Snobbishly, it feels slightly embarrassing to admit to enjoying something as popular as the BBC drama Call The Midwife, but I and Ms Formerly Aldgate have indeed rather delighted in catching up with the series over the last year since discovering it. There are those who react very unfavourably to its saccharine approach to the 1950s and depictions of 'posh people being nice', but then the caring professions were full of posh people being nice, and watching an hour of human beings struggling to be as good as they can be is a healthy change from serial killers, of which, in reality, there are rather fewer about than television might have us believe.
I feel a particular connection with the events because of my albeit short stay in Poplar while I was at theological college. Although the real convent which Jennifer Worth's midwifery memoirs were based on is the Community of St John the Divine in Whitechapel, most of the action is still set in Poplar, somewhat to the south and east, where I did my placement in 2002. The parish of Poplar, in common with most of the rest of the East End, was a great centre of Anglo-Catholicism, once upon a time comprising nine churches and a staff of twelve curates (or was it twelve churches and nine curates?) as well as the Rector, not counting all the lay workers and Sisters of various religious orders. In the 1950s the then Rector of Poplar, Fr Eastaugh, who later become Bishop of Hereford, came to Swanvale Halt at our incumbent's invitation to lead a Mission. That whole world, of course, is now long-gone, thanks to wartime depredation, depopulation, immigration and economic change; of all those Poplar churches only two survive, one of which (St Nicholas, Blackwall Steps) has now been moved to an entirely different location. Only the original parish church, Georgian All Saints, maintains a tenuous link with the culture the TV series shows.

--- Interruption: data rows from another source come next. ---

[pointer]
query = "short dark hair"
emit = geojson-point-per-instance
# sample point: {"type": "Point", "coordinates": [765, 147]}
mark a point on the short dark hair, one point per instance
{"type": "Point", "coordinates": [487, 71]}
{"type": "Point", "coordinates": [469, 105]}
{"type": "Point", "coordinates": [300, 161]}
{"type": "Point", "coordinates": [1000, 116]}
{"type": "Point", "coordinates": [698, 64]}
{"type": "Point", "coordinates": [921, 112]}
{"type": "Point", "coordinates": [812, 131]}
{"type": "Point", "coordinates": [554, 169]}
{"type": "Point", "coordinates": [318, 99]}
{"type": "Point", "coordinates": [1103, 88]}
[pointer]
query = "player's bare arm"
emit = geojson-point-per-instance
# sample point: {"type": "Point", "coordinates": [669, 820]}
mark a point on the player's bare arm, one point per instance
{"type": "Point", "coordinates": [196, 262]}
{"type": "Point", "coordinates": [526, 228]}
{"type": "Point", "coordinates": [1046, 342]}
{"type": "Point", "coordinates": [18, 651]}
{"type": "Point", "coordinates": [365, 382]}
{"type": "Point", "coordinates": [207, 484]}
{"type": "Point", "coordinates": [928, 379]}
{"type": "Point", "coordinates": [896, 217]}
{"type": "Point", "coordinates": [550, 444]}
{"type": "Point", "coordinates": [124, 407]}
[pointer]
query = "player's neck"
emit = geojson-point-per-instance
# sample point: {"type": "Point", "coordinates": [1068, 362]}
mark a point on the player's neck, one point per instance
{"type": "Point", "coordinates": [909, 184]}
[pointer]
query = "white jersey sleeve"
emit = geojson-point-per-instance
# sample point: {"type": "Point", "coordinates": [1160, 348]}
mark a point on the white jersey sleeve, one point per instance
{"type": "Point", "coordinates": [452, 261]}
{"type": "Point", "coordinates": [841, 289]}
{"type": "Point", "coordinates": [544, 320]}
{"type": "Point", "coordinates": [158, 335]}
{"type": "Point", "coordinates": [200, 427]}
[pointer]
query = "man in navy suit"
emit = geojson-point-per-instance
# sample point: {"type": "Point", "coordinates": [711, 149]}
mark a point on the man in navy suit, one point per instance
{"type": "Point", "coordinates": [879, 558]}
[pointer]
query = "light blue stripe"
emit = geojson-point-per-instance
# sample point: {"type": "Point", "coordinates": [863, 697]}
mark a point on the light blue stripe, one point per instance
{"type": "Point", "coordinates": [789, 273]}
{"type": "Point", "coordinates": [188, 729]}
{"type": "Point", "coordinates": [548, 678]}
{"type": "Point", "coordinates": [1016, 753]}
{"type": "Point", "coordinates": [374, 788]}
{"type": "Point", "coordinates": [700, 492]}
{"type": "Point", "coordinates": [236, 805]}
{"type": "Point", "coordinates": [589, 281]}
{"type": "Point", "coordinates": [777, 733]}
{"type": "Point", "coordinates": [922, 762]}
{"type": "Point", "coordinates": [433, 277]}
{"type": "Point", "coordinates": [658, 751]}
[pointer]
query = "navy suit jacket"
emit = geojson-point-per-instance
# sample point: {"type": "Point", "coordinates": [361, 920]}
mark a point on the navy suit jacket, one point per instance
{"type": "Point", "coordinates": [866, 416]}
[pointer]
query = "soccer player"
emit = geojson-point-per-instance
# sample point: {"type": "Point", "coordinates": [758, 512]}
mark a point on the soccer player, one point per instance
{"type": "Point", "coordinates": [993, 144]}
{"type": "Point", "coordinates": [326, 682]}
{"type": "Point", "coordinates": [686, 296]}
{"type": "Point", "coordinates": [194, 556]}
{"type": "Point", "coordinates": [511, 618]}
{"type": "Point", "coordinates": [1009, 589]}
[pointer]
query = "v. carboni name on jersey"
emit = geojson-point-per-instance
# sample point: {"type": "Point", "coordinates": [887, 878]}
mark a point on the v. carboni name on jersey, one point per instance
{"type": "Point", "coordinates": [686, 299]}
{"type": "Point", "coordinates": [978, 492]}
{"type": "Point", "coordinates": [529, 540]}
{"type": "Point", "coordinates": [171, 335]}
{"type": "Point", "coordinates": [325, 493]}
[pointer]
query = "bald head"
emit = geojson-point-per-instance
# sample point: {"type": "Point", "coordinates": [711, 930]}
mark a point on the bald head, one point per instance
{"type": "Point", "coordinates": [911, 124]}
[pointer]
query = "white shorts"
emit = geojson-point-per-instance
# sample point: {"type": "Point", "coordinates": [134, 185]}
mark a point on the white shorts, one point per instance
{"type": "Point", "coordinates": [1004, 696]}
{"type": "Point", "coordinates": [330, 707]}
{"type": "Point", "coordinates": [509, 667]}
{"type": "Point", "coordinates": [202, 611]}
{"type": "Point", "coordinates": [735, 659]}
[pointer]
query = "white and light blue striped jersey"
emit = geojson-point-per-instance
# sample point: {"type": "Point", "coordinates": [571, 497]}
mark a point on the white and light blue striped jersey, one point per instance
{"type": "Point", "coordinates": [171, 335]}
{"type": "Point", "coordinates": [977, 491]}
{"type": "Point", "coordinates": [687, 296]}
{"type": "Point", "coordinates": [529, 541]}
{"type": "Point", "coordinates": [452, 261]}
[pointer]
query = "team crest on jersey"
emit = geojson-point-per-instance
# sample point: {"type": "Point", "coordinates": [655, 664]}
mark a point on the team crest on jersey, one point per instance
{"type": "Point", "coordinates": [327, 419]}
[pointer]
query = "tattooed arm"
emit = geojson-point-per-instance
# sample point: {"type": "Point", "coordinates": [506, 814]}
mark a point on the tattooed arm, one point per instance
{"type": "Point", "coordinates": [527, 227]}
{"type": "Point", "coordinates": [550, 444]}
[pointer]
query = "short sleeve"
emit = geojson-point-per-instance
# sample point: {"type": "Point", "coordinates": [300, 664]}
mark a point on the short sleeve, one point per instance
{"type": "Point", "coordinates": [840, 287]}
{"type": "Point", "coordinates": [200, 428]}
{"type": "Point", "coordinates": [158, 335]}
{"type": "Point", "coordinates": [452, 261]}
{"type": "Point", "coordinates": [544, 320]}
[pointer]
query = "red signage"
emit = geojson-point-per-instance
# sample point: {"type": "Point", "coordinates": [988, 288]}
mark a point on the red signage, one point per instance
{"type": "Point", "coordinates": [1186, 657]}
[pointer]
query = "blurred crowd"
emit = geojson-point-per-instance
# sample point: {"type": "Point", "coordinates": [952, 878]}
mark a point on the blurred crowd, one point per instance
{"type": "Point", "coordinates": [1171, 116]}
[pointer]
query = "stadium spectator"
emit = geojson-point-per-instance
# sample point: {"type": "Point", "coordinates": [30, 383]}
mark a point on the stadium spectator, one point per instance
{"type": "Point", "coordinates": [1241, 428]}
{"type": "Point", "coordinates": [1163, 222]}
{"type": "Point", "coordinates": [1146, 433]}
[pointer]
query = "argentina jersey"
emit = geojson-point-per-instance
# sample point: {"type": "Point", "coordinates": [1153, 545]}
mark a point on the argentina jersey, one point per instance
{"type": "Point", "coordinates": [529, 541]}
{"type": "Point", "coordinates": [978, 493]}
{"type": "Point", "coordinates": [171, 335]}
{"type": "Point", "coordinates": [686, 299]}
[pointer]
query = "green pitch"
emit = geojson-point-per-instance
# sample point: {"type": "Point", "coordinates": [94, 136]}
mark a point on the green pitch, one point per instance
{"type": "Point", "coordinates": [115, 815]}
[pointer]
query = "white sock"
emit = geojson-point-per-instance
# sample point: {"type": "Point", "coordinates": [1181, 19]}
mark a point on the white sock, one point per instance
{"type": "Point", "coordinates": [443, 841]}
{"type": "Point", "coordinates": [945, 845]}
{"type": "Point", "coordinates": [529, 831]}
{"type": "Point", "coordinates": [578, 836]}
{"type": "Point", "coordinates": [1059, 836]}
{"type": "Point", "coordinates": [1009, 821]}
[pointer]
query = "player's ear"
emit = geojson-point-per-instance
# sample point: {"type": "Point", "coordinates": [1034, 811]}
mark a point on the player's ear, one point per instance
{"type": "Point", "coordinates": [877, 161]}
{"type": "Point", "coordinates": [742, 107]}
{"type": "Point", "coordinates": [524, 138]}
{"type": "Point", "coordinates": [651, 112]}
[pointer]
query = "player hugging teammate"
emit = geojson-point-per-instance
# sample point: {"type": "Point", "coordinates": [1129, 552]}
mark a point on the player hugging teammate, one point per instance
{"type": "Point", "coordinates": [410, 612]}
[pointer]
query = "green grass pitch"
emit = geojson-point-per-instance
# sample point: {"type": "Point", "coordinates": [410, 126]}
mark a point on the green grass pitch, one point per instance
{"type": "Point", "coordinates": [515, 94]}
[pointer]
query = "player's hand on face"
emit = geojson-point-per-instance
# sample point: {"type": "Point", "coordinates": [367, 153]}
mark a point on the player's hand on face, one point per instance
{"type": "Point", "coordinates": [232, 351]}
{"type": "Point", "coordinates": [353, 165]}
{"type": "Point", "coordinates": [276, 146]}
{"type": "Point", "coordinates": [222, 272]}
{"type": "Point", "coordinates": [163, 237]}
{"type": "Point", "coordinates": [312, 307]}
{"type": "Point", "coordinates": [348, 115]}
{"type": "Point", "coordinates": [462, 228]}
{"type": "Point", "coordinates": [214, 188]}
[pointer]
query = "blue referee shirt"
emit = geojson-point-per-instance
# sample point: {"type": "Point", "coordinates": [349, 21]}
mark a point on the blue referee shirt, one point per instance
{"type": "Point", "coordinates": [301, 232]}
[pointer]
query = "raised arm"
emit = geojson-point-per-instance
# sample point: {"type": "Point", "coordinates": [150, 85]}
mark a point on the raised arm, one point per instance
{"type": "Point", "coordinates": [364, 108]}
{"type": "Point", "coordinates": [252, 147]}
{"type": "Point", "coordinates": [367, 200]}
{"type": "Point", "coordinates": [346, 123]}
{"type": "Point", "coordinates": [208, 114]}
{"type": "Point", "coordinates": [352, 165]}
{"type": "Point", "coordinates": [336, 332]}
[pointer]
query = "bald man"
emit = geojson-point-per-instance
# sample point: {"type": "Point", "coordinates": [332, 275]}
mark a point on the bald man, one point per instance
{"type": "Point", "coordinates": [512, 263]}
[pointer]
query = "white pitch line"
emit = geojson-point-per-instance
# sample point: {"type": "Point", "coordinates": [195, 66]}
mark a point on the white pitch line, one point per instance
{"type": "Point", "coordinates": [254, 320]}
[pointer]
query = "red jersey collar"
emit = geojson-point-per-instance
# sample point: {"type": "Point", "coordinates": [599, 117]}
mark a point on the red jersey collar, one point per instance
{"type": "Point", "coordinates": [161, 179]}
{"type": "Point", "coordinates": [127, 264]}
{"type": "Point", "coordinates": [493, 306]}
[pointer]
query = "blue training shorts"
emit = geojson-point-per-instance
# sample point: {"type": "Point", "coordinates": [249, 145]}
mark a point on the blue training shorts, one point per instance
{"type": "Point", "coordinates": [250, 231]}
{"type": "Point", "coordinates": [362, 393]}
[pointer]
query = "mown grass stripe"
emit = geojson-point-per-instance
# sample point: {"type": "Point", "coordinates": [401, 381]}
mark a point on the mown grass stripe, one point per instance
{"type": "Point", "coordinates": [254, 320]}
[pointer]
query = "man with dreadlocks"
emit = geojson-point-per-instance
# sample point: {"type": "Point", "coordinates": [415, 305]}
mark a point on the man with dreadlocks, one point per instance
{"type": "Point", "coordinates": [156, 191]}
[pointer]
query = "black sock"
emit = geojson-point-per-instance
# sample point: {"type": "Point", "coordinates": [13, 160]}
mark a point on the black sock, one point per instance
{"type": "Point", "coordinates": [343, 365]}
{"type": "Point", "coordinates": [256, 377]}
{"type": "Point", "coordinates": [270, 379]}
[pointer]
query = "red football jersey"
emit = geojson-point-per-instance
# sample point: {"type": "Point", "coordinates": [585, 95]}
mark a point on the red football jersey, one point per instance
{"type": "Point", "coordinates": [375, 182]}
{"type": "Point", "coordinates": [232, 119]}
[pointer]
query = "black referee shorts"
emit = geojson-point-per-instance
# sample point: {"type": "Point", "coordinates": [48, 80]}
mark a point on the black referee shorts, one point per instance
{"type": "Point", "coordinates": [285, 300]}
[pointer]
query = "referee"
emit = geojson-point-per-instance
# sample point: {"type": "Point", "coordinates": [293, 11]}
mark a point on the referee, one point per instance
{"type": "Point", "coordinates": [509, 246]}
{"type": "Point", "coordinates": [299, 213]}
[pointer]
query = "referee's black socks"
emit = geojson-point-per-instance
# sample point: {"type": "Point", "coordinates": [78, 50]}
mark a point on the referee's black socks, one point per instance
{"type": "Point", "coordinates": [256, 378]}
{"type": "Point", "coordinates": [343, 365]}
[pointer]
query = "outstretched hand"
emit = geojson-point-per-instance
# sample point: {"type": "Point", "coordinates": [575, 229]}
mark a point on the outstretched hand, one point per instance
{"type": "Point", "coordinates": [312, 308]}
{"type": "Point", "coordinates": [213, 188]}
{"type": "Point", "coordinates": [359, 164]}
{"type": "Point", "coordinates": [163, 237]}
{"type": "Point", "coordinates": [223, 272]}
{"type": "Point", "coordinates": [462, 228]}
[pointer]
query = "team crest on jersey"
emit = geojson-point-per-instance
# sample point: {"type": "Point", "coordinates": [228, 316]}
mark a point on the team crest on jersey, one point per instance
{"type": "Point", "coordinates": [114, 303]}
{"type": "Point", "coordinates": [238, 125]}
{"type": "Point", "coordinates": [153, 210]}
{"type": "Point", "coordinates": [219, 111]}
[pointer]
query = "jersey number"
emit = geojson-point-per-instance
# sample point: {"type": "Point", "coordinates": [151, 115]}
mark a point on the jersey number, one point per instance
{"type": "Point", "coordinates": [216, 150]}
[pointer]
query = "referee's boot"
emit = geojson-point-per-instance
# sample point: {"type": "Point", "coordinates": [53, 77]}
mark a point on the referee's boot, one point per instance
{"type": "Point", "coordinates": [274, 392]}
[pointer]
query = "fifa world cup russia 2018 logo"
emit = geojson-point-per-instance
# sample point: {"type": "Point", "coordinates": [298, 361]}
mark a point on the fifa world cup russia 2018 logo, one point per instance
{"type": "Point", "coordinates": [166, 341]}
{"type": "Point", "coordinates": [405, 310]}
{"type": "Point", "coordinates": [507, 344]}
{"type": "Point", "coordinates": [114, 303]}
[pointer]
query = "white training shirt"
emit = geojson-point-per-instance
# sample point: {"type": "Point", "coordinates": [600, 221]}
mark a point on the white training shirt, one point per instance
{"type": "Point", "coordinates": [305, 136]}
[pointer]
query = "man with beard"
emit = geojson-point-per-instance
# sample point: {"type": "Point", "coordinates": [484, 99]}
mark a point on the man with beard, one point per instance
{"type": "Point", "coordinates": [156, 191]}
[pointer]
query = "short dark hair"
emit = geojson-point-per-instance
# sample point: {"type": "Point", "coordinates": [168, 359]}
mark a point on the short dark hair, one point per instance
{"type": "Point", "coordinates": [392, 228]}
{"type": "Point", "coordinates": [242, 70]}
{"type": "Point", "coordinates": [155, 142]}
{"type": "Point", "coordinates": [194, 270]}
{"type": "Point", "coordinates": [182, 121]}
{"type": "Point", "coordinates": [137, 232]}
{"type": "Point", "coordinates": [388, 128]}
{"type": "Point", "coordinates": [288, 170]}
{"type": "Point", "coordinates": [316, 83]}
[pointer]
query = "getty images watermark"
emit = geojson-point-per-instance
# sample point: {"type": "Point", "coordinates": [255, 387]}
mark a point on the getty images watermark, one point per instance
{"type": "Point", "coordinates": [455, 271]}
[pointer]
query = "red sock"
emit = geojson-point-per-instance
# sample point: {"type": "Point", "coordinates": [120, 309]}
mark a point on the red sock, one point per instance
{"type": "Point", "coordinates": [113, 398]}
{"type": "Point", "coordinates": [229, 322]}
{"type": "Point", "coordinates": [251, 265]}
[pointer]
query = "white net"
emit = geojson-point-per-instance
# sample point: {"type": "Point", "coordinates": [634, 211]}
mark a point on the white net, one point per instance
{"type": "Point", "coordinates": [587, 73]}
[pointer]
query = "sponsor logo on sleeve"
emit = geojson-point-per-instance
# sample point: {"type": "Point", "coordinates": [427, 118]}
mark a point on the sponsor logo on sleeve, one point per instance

The aspect of Call The Midwife which impresses itself most on me is its generous depiction of Christian faith and life. The more quotidian and twee features of an Anglican parish in the 1950s, from cub scout troupes to nativity plays, one might expect to be gently ridiculed, but aren't, and are in any case balanced by the gentle intensity of the experience of the nuns and the laypeople who interact with them. When the Sisters sing Compline it's suspiciously professional (no ropey notes or coughing), but I recognise the chant tones with a sense of gratitude, and the way faith and life interpenetrate is shown seriously and realistically, almost as though Christianity might be something sensible people could adhere to and find it shaping their lives and helping them in both challenging and joyful times. So far as popular culture is concerned, it so very rarely is.